El color, ni más ni menos
Entre El grito (Il grido, 1957) y El desierto rojo (Il deserto rosso, 1964), dirigidas ambas por Michelangelo Antonioni, hay siete años de distancia. Ambas se desarrollan en un paisaje industrial y presentan dos personajes, masculino en la primera y femenino en la segunda, emocionalmente desubicados por un trauma reciente –el abandono en la primera, un accidente de coche en el caso de la segunda–. Pero el perfil psicológico y el desarrollo emocional de ambas es completamente diferente. Entre ambas Antonioni dirigió La aventura (L’avventura, 1960), La noche (La notte, 1961) y El eclipse (L’eclisse, 1962), tres películas que estética y narrativamente dejan de observar el pasado para mirar hacia el futuro.
Es por eso que las dos películas citadas arriba, con temas parejos, evoquen dos tiempos tan diferentes; El grito todavía contiene pequeños rescoldos del neorrealismo, que abandonó completamente su director en sus próximas películas.
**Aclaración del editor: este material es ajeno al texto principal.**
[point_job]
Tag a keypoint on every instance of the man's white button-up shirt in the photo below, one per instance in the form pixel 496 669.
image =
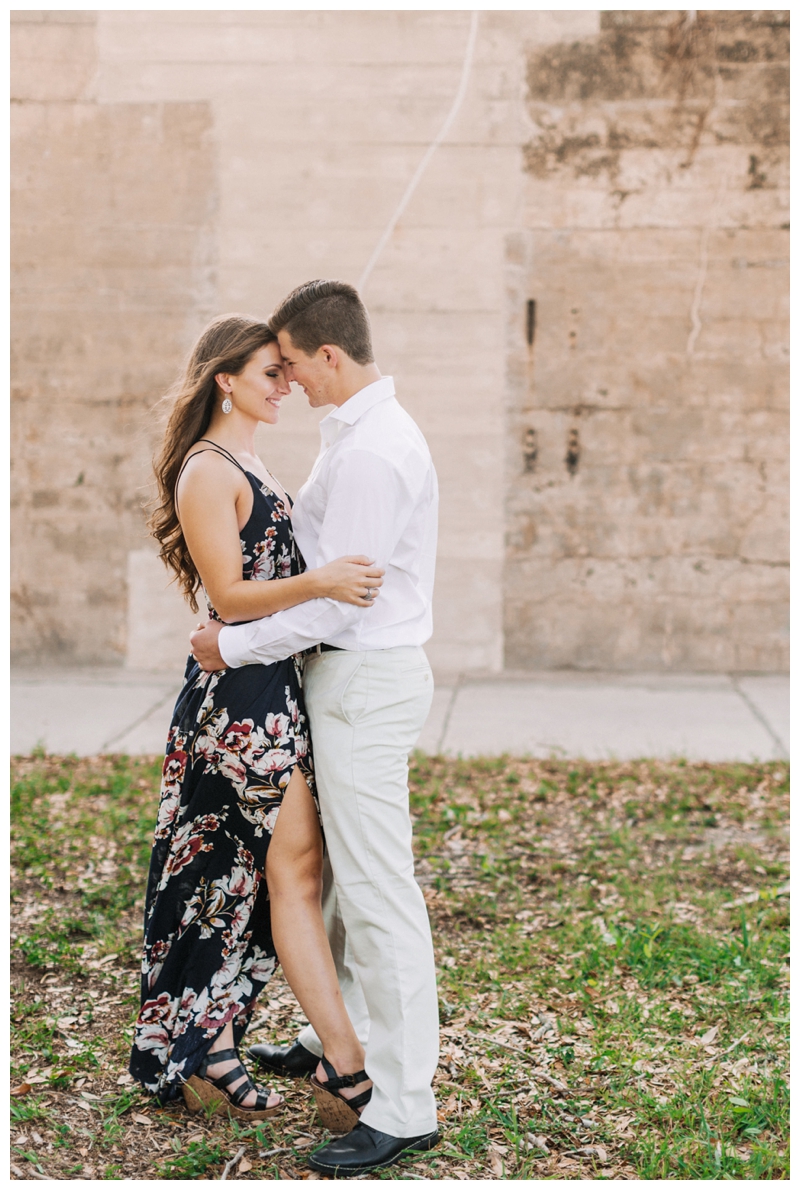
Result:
pixel 373 490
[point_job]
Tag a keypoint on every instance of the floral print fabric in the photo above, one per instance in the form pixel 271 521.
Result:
pixel 233 741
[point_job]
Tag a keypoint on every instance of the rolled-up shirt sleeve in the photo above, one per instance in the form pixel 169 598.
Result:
pixel 369 502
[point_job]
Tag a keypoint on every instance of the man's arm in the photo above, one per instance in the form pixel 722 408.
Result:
pixel 368 502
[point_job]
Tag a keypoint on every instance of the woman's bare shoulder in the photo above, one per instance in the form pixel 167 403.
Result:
pixel 206 473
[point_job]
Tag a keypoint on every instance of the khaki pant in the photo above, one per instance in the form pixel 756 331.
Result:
pixel 366 712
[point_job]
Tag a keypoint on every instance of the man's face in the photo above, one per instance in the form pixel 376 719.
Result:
pixel 311 373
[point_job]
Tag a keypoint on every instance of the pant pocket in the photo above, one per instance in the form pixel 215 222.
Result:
pixel 352 700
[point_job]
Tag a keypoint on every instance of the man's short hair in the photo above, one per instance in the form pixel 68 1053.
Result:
pixel 325 312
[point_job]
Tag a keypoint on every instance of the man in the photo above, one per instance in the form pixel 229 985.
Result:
pixel 368 689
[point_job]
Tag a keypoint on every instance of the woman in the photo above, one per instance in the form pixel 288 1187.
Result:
pixel 236 869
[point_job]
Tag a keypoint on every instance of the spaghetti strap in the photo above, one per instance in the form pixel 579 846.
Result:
pixel 217 450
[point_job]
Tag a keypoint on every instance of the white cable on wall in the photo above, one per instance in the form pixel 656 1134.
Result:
pixel 431 149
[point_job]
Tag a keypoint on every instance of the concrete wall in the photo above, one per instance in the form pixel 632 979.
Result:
pixel 648 432
pixel 169 166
A grandes rasgos, la primera narra el viaje de un hombre que ha dejado su trabajo después de ser abandonado por su amante. Entonces toma la decisión de viajar; se mueve, trata de buscar el porqué de su situación, en vano. En El desierto rojo, vemos a Giuliana (Monica Vitti) correr en repetidas ocasiones, pero no se traslada… Antonioni nos ofrece aquí la percepción de un personaje que contiene una culpa que pesa sobre su cuerpo y la forma de abordar esos pensamientos recónditos no se desarrolla a través del diálogo ni del monólogo, ni de acciones o gestos trascendentales que nos faciliten la dirección hacia la que debemos dirigirnos para comprender a Giuliana, sino que persigue incesantemente a la protagonista, la avasalla con la cámara para poder llegar a ellos.
Conviene recordar que ésta es la primera película en color de su director, y que está meditada con paciencia para que sea en color y éste tenga un contenido que permita crear sensaciones que sustituyan al diálogo, pero esquivando superfluos simbolismos. El conjunto resultante ofrece dos necesarias reflexiones.
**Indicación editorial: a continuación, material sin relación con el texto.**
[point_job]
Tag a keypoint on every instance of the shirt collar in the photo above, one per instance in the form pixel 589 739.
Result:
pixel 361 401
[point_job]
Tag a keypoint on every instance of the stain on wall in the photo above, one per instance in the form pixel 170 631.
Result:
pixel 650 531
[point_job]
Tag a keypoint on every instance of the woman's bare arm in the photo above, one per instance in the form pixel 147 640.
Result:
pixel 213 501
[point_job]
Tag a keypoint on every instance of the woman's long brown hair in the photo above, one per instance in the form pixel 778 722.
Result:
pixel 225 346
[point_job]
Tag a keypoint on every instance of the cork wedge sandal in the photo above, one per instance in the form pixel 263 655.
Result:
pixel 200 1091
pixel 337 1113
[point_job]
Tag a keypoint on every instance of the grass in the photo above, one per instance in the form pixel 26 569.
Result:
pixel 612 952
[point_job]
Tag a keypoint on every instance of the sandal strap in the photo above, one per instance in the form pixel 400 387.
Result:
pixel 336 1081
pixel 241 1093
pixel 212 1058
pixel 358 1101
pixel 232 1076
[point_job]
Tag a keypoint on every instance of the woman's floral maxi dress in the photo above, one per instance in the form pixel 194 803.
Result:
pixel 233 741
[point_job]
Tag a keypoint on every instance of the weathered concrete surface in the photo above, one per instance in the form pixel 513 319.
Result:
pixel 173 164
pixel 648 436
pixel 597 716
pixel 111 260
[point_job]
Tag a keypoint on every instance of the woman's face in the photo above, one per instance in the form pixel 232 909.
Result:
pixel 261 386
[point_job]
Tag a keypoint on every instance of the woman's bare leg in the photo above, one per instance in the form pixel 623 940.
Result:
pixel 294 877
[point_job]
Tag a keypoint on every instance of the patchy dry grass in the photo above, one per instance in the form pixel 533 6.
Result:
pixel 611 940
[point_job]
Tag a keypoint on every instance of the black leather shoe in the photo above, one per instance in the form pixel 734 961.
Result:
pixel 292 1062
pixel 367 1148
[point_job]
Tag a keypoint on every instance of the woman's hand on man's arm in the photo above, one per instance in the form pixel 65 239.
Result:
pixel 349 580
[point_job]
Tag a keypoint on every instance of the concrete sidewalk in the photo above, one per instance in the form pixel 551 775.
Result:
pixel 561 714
Por una parte, y aunque Antonioni se mostró vago al respecto, el color refleja el estado mental de la protagonista, a medio camino entre la neurosis y el existencialismo. Es decir, Giuliana percibe el entorno como una pátina de colores abstractos, indefinidos, en la que su mayor miedo es tener miedo, y ese tener miedo es el acto que condiciona su negativa a tomar decisiones, a rellenar su vida con actos, acciones. Por esa negativa al movimiento Giuliana no puede encontrar ningún tipo de libertad, adquirir conocimiento, sentir la vida, existir. Sin existencia, no hay contenido. Por eso, más que desplazarse, deambula en un paisaje muchas veces grisáceo, fétido otras tantas, donde el escenario es el desierto de la industria y sus residuos contaminantes. Pero no hemos de engañarnos, cuando le dice a Corrado (Richard Harris) que si ella tuviera que viajar se lo llevaría todo, porque esos son sus recuerdos, la realidad que percibimos es que si ella tuviera que emprender algún viaje su maleta todavía estaría llena de nada porque su vida es un folio en blanco.
Por otra parte, conviene centrarse en la construcción del paisaje a través del uso del color. Si eliminamos el mismo del reproductor de dvd mientras visionamos El desierto rojo, el blanco y negro no refleja en absoluto el espacio construido por Antonioni y que recogerán muchos cineastas de la posmodernidad, desde Wong Kar Wai hasta un buen conjunto de cineastas urbanos estadounidenses del siglo XXI, sin olvidar el impacto en cineastas franceses como Nicolas Klotz y Bruno Dumont. Es esa paleta de colores, fríos en su mayoría, los que impregnan de carácter a la película, los que apoyan la comprensión de la misma, los que sustituyen al diálogo y hacen de éste, muchas veces, algo banal. Son los colores los que posibilitan que El desierto rojo sea hoy una de las películas clave de la década de los sesenta.